OlympX verbindet auf ungewöhnliche Weise drei Spielprinzipien: eine Weltkarte der Antike zur Erkundung, einen kartenbasierten Kampfmodus und ein Charakterentwicklungssystem. Das Ergebnis ist ein Spiel, das weder reine Strategie noch klassisches Kartenspiel ist, sondern einen eigenen Rhythmus entwickelt.
Weltkarte und Erkundung
Die Karte „The Old World – Maps of Antiquity" umfasst mehrere Regionen. Die Startregion Hellas (ca. 1500–146 v. Chr.) bietet 39 Legenden, von denen sich viele erst durch Fortschritt freischalten. Eine zweite Region, Persis (ca. 550–331 v. Chr.) mit Persepolis als Ankerpunkt, wartet darauf, vollständig erkundet zu werden. Die Knoten auf der Karte sind farblich codiert – grün für abgeschlossen, blau für verfügbar, gelb für Bonusinhalte, rot für gesperrte Orte. Orte wie Mount Olympus fungieren als Gedächtnisorte, von denen jeweils fünf pro Region freigeschaltet werden können.
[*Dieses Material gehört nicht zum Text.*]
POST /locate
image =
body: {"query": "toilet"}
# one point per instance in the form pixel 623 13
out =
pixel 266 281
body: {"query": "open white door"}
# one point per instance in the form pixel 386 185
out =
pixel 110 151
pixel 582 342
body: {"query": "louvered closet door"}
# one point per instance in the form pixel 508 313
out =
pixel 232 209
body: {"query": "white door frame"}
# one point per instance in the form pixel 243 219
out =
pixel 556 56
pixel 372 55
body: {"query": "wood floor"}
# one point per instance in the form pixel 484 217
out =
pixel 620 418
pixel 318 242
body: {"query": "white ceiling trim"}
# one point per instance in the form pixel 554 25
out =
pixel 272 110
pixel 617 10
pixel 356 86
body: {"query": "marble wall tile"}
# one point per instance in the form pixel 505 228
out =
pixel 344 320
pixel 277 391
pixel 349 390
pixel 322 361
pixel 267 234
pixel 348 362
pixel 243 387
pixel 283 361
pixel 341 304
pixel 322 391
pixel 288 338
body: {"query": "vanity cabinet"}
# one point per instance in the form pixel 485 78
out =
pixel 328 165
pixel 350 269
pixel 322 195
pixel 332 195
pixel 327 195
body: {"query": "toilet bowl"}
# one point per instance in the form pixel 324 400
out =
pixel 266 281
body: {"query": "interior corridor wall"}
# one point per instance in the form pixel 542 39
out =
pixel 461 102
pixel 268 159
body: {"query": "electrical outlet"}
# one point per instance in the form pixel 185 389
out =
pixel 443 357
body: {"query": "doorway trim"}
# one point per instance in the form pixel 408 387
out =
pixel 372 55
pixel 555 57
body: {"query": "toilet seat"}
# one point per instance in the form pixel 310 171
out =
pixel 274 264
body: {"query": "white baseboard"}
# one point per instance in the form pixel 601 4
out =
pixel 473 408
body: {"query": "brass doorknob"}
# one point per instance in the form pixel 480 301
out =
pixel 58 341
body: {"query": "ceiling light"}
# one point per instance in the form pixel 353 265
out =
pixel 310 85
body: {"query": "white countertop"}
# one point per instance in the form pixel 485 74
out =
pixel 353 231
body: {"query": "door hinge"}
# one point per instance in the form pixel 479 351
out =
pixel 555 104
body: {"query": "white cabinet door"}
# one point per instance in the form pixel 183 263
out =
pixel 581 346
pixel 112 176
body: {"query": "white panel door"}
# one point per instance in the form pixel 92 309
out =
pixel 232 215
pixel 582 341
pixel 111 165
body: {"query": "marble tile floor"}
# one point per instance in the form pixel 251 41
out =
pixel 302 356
Trial of Cards – der Kampfmodus
Im Modus „Trial of Cards" im Kolosseum kämpft man darum, verdeckte Karten aufzudecken und Ruhm zu sammeln. Das Energiesystem mit fünf Segmenten begrenzt die Züge pro Runde. Das Ausrüstungs-Loadout umfasst fünf Slots – darunter Rüstungen wie die Robe of Isis (PWR 3), die Gladius Solaris (PWR 3) oder den Mirror-Schild (PWR 4). Reforges ermöglichen bis zu drei Umrüstungen pro Partie. Der Gesamtwert der Ausrüstung fließt direkt in die Powerstufe des Charakters ein.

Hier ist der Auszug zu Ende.